Rationale: The novel coronavirus disease-19 (COVID-19) has overwhelmed global healthcare systems. It would be beneficial to identify clinical signs that predict adverse outcomes to anticipate clinical deterioration and optimize management. COVID-19 has presented with a variety of patterns on computed tomography (CT) and these findings may assist in disease stratification. This study aims to identify potential CT characteristics that may portend adverse outcomes. Methods: This is a retrospective review of 559 symptomatic patients infected with COVID-19 admitted from March 2020 to May 2020 at Temple University Hospital (Philadelphia, PA) who received thorax CT scans on admission. These scans were independently reviewed by a chest radiologist and evaluated for the presence of ground glass opacities, consolidations, interlobular septal thickening, enlarged pulmonary artery (PA) diameter, centrilobular nodules, and crazy paving pattern.
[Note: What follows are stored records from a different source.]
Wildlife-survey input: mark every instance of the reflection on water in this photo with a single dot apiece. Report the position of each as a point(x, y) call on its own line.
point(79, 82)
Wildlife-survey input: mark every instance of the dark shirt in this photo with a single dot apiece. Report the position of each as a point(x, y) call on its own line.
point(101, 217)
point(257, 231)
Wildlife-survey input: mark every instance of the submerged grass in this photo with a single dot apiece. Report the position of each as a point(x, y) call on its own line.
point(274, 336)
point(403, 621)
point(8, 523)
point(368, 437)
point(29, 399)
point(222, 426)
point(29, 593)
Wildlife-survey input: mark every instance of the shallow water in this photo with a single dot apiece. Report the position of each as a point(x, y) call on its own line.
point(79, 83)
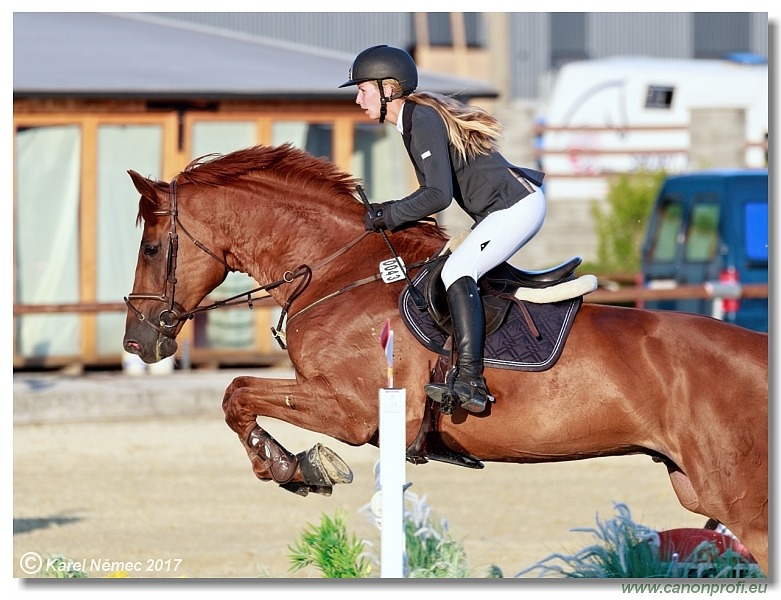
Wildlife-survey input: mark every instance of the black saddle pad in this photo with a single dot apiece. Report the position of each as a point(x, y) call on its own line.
point(512, 346)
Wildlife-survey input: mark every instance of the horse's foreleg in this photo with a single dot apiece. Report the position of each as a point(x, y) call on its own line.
point(310, 405)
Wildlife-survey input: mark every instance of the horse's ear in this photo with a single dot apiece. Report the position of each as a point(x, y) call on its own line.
point(149, 198)
point(145, 187)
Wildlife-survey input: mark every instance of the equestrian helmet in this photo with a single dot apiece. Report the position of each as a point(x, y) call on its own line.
point(384, 62)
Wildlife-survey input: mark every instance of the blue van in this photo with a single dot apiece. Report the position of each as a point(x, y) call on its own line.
point(710, 226)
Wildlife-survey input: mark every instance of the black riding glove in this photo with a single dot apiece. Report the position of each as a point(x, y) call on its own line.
point(376, 218)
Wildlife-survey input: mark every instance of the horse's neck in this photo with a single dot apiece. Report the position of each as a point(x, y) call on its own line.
point(273, 236)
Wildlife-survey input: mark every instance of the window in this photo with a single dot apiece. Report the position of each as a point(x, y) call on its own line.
point(755, 215)
point(567, 38)
point(659, 96)
point(718, 34)
point(665, 240)
point(702, 236)
point(46, 234)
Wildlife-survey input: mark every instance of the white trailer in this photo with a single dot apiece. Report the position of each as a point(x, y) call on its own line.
point(624, 114)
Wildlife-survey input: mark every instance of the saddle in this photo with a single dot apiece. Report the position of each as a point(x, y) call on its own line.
point(497, 287)
point(528, 315)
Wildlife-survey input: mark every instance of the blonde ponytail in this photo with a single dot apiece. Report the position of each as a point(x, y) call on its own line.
point(470, 129)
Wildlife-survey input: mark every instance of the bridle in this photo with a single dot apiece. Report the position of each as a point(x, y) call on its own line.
point(170, 317)
point(174, 313)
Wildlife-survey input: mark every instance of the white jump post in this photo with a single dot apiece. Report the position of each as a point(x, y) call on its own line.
point(392, 467)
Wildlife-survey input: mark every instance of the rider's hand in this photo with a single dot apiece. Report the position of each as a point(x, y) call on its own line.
point(374, 220)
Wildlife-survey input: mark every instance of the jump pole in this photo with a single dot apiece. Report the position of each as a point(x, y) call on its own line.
point(392, 467)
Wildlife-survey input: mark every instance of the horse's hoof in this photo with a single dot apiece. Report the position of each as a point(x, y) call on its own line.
point(445, 399)
point(321, 466)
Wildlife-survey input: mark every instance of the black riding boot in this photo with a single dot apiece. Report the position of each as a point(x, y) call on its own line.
point(466, 312)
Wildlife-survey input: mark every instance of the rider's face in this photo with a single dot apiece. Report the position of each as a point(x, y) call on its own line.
point(368, 99)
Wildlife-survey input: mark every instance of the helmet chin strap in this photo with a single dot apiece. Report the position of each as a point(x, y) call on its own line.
point(383, 102)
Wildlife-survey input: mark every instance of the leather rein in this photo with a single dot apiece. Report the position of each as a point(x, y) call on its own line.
point(173, 314)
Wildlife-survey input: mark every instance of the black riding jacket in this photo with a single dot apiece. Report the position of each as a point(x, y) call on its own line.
point(480, 185)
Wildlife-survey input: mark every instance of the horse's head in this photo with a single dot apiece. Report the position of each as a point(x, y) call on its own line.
point(171, 277)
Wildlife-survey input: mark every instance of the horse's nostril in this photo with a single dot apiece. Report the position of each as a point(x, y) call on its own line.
point(133, 347)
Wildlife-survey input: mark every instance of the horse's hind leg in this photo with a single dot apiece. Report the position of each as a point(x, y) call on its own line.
point(304, 405)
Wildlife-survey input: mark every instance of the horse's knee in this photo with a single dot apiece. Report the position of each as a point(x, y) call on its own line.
point(232, 408)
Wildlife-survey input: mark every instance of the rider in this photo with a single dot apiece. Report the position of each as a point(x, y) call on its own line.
point(453, 148)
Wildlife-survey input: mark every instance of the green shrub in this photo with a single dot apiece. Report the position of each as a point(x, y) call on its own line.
point(628, 550)
point(329, 548)
point(621, 224)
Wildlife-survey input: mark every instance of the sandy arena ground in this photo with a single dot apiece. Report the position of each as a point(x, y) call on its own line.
point(177, 496)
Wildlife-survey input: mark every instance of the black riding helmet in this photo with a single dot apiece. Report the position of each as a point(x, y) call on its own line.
point(384, 62)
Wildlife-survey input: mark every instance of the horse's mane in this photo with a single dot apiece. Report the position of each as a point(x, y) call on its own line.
point(286, 162)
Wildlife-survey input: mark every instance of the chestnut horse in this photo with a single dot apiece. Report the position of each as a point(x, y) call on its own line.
point(687, 390)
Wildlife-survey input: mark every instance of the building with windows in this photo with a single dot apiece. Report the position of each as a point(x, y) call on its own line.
point(96, 94)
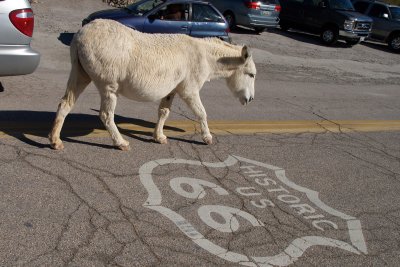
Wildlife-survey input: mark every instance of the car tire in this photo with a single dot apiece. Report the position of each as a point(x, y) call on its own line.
point(394, 42)
point(230, 18)
point(259, 30)
point(329, 35)
point(352, 42)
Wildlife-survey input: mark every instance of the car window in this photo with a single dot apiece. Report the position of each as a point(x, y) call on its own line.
point(395, 12)
point(378, 11)
point(205, 13)
point(361, 6)
point(144, 7)
point(177, 12)
point(296, 1)
point(341, 4)
point(313, 2)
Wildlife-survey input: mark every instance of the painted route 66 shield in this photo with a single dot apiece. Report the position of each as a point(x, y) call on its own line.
point(246, 202)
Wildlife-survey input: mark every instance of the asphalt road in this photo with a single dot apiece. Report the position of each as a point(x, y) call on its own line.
point(307, 175)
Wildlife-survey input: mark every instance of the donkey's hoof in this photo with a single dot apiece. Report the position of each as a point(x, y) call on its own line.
point(207, 140)
point(57, 145)
point(124, 147)
point(162, 140)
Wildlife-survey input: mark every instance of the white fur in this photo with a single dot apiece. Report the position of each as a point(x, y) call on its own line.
point(150, 67)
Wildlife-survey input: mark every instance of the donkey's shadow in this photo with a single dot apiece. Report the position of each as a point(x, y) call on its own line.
point(23, 124)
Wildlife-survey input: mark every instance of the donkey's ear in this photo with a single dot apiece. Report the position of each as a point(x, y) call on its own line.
point(246, 54)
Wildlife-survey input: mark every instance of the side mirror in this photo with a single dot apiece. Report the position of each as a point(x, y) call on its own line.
point(322, 4)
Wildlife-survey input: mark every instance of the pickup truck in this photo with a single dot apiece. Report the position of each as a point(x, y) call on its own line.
point(331, 19)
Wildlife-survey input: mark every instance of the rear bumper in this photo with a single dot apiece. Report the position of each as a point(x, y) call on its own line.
point(226, 38)
point(258, 21)
point(18, 60)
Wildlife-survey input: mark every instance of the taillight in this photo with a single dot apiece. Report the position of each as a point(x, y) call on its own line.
point(253, 5)
point(23, 20)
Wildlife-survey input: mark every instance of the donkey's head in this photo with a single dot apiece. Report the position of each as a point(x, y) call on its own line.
point(241, 82)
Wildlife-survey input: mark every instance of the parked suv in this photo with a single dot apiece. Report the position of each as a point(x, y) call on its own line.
point(332, 19)
point(16, 28)
point(386, 27)
point(258, 15)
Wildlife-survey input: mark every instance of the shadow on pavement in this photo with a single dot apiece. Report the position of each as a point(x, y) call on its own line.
point(22, 124)
point(379, 46)
point(66, 38)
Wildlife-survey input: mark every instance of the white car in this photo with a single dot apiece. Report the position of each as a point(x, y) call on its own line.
point(16, 29)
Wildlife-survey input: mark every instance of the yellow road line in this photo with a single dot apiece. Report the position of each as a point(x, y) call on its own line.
point(178, 128)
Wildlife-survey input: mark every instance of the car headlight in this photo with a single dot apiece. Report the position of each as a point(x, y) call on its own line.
point(349, 25)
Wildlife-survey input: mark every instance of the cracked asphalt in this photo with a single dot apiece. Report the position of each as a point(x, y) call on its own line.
point(305, 199)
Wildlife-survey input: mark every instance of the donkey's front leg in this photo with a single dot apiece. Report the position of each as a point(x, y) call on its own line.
point(107, 108)
point(194, 103)
point(163, 111)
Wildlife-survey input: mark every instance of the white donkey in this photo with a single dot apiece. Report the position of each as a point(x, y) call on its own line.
point(150, 67)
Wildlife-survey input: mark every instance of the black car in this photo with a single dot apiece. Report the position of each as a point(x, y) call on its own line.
point(331, 19)
point(192, 17)
point(386, 27)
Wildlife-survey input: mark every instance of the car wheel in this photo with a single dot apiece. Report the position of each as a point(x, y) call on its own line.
point(230, 18)
point(329, 35)
point(352, 42)
point(259, 29)
point(394, 42)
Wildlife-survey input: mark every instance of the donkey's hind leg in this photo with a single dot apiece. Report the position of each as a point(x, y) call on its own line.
point(163, 111)
point(107, 108)
point(77, 82)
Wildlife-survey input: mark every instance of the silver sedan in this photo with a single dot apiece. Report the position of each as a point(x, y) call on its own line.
point(16, 28)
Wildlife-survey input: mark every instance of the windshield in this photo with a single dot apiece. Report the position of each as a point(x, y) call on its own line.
point(395, 12)
point(144, 7)
point(341, 5)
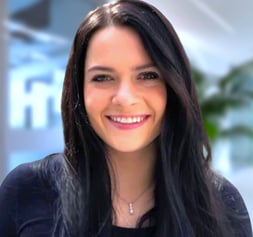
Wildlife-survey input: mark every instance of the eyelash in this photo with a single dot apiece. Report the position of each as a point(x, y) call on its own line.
point(101, 78)
point(143, 76)
point(148, 76)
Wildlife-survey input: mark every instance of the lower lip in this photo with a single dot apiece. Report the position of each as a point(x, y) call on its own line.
point(128, 126)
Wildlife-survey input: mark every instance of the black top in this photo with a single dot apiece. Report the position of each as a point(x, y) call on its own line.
point(27, 206)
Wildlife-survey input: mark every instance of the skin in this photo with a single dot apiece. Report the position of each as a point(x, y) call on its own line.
point(125, 98)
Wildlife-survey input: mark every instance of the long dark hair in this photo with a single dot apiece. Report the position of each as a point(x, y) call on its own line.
point(185, 198)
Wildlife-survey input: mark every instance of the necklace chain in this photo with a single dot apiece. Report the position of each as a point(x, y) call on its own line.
point(131, 203)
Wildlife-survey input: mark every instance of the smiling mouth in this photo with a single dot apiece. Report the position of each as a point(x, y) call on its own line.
point(128, 119)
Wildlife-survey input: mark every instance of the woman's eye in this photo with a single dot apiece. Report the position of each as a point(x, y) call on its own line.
point(148, 76)
point(101, 78)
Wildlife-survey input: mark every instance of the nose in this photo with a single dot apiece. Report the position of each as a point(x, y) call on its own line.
point(126, 94)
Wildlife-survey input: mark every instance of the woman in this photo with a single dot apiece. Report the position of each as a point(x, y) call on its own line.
point(136, 158)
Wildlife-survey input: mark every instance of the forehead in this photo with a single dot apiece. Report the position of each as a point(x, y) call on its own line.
point(116, 43)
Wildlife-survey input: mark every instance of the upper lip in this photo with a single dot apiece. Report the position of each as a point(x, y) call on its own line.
point(127, 118)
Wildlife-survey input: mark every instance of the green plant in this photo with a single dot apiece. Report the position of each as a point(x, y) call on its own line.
point(218, 96)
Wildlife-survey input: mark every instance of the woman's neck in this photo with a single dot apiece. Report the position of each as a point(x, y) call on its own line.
point(132, 176)
point(132, 172)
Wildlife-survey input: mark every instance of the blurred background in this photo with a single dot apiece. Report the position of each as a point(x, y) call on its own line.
point(35, 40)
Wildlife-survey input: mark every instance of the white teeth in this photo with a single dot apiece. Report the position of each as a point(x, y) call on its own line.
point(127, 120)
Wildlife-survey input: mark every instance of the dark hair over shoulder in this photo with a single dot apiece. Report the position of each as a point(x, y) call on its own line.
point(186, 203)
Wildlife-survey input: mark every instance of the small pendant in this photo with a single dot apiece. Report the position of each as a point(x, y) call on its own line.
point(131, 208)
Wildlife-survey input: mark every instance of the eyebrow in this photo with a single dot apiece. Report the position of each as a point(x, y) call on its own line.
point(109, 69)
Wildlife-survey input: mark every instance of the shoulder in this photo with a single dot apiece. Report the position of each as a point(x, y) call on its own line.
point(28, 196)
point(234, 206)
point(33, 174)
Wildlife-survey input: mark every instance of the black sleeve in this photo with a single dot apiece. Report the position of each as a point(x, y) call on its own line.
point(8, 202)
point(27, 202)
point(236, 209)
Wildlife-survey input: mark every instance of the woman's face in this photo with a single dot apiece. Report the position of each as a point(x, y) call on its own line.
point(124, 93)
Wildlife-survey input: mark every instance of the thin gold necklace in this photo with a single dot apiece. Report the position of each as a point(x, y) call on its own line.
point(131, 203)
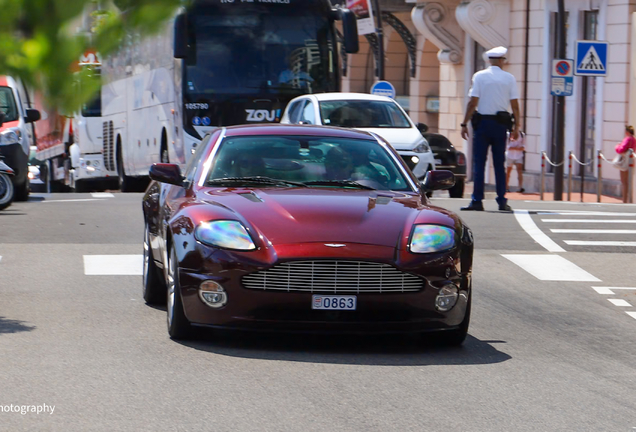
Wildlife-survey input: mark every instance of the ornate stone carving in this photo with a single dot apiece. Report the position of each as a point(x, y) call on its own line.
point(437, 22)
point(486, 21)
point(406, 35)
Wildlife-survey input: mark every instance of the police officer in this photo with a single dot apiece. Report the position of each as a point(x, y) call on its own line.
point(492, 91)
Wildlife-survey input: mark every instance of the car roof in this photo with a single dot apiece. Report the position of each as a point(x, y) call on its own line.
point(298, 130)
point(349, 96)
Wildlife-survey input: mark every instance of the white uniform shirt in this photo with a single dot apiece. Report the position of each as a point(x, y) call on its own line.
point(495, 89)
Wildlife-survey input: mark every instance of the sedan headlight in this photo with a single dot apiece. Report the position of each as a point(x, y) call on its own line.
point(226, 234)
point(431, 238)
point(422, 148)
point(9, 137)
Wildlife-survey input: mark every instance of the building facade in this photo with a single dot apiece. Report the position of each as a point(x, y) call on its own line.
point(432, 50)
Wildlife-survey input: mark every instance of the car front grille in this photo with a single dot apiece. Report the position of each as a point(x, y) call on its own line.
point(333, 277)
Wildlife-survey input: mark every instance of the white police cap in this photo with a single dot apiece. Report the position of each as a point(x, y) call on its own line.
point(497, 52)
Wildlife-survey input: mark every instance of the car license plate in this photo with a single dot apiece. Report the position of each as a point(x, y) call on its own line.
point(334, 302)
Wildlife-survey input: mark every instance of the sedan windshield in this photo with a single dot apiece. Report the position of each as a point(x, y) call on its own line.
point(288, 161)
point(363, 114)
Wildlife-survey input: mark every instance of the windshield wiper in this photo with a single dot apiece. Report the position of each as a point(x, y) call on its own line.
point(349, 183)
point(256, 179)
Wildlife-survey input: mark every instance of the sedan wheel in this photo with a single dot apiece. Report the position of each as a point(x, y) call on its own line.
point(455, 337)
point(6, 191)
point(154, 286)
point(178, 325)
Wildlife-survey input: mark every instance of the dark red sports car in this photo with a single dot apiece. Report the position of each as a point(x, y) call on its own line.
point(304, 229)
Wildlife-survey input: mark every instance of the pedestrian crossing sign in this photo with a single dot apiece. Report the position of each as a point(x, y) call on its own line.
point(591, 58)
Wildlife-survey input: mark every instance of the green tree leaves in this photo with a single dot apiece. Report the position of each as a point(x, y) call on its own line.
point(41, 41)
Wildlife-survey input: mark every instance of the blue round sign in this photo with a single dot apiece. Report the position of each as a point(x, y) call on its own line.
point(383, 88)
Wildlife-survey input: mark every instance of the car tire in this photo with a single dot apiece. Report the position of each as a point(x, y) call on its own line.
point(178, 325)
point(457, 336)
point(6, 191)
point(154, 287)
point(457, 191)
point(21, 192)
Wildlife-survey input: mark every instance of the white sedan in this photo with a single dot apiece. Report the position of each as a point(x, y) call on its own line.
point(377, 114)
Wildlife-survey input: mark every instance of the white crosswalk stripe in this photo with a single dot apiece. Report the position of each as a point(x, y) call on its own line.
point(572, 232)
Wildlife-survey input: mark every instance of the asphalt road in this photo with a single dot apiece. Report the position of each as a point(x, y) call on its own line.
point(542, 354)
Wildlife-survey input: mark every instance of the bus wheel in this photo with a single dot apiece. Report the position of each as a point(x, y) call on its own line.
point(125, 182)
point(164, 155)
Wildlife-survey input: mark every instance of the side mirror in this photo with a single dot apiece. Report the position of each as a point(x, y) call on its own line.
point(32, 115)
point(349, 30)
point(181, 36)
point(438, 180)
point(166, 173)
point(422, 127)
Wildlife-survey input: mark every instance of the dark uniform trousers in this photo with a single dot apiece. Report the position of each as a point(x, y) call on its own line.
point(489, 132)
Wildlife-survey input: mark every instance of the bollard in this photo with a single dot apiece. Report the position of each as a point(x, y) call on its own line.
point(630, 176)
point(569, 176)
point(542, 175)
point(599, 178)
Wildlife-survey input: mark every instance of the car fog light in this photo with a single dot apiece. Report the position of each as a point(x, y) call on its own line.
point(212, 294)
point(446, 298)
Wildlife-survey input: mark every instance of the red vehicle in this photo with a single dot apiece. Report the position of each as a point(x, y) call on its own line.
point(304, 229)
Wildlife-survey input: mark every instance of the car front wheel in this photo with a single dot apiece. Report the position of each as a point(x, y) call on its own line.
point(457, 191)
point(154, 288)
point(178, 325)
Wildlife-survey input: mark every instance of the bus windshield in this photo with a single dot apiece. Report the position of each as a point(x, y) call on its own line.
point(259, 52)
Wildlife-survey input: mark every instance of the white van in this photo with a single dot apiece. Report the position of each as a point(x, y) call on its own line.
point(16, 132)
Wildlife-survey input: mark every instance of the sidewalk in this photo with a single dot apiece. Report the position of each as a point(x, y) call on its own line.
point(547, 196)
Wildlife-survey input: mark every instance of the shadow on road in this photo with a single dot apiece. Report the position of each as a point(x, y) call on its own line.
point(355, 350)
point(13, 326)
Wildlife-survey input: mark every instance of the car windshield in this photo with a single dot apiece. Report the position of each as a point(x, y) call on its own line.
point(363, 113)
point(7, 104)
point(288, 161)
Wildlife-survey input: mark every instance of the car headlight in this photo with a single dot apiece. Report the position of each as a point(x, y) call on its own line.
point(422, 148)
point(9, 137)
point(226, 234)
point(431, 238)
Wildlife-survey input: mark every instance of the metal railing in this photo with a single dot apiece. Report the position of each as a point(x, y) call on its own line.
point(599, 179)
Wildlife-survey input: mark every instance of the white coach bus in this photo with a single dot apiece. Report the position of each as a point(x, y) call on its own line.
point(217, 63)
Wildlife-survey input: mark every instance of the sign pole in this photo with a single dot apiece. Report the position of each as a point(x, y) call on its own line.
point(560, 113)
point(378, 30)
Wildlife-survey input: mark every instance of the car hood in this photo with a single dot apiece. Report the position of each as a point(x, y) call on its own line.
point(400, 139)
point(289, 216)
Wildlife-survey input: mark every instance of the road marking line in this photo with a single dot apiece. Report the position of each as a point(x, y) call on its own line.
point(610, 290)
point(584, 231)
point(581, 213)
point(77, 200)
point(598, 243)
point(551, 268)
point(589, 220)
point(620, 302)
point(121, 265)
point(526, 222)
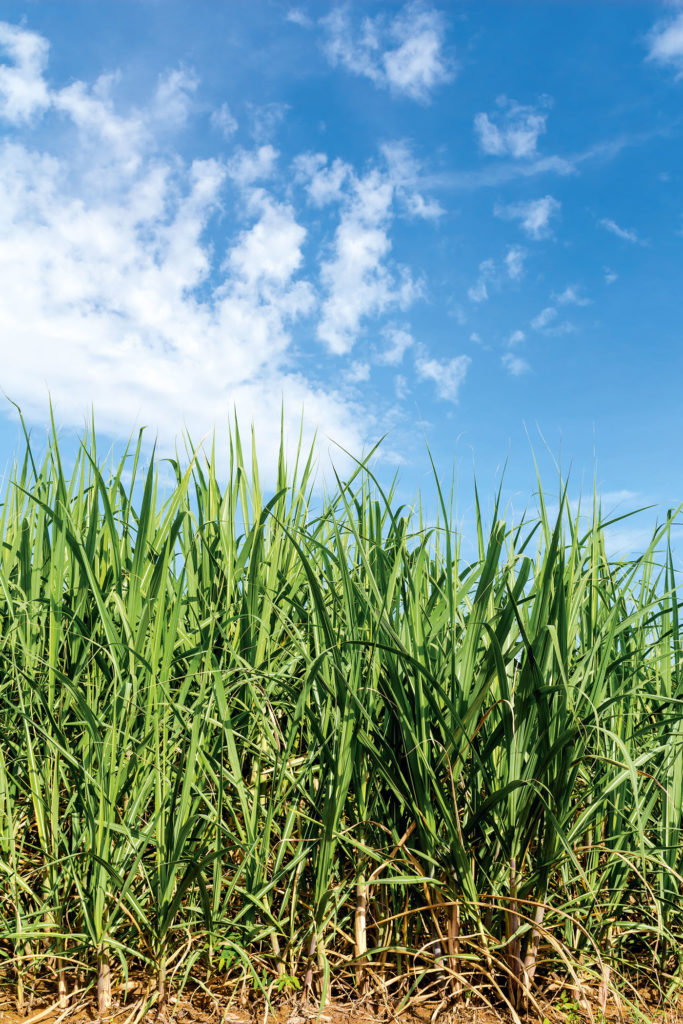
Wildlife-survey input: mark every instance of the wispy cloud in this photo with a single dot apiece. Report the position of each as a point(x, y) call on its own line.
point(545, 317)
point(403, 54)
point(627, 233)
point(357, 280)
point(110, 285)
point(399, 341)
point(479, 292)
point(535, 216)
point(512, 131)
point(571, 296)
point(447, 375)
point(514, 365)
point(514, 262)
point(223, 120)
point(666, 43)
Common CT findings were then associated with a combined adverse inpatient outcome (requiring high-flow oxygen, mechanical ventilation, and/or death) through univariate and multivariate logistic regression. Results: Of the 559 patients, 182 (32.6%) required high-flow oxygen, mechanical ventilation, and/or died. The cohort with adverse outcomes were older (mean age 65.0 years vs 56.7 years, p<0.0001), but had statistically similar gender, BMI and duration of symptoms compared to the cohort without adverse outcomes. The adverse outcome cohort had more COPD (18.7% vs 8.2%) but had statistically similar proportions of hypertension, diabetes, asthma, coronary artery disease, and congestive heart failure. On multivariate logistic regression, a PA diameter greater than 30mm (OR 1.056 [95% CI 1.015-1.097], p=0.0064), segmental consolidations (OR 2.359 [95% CI 1.446-3.848], p=0.0009), and non-segmental consolidations (OR 2.441, [95% CI 1.440-4.140], p=0.0009) were found to be significant predictors of adverse inpatient outcomes of either requiring high-flow nasal cannula, mechanical ventilation, or death. Conclusion: In symptomatic COVID-19 patients, enlarged PA diameter and consolidations on chest CT were associated with worse outcomes. These findings are likely representative of advanced pulmonary involvement and may be predictors of patients who require more aggressive upfront therapy. Multicenter analysis would be beneficial to confirm these findings.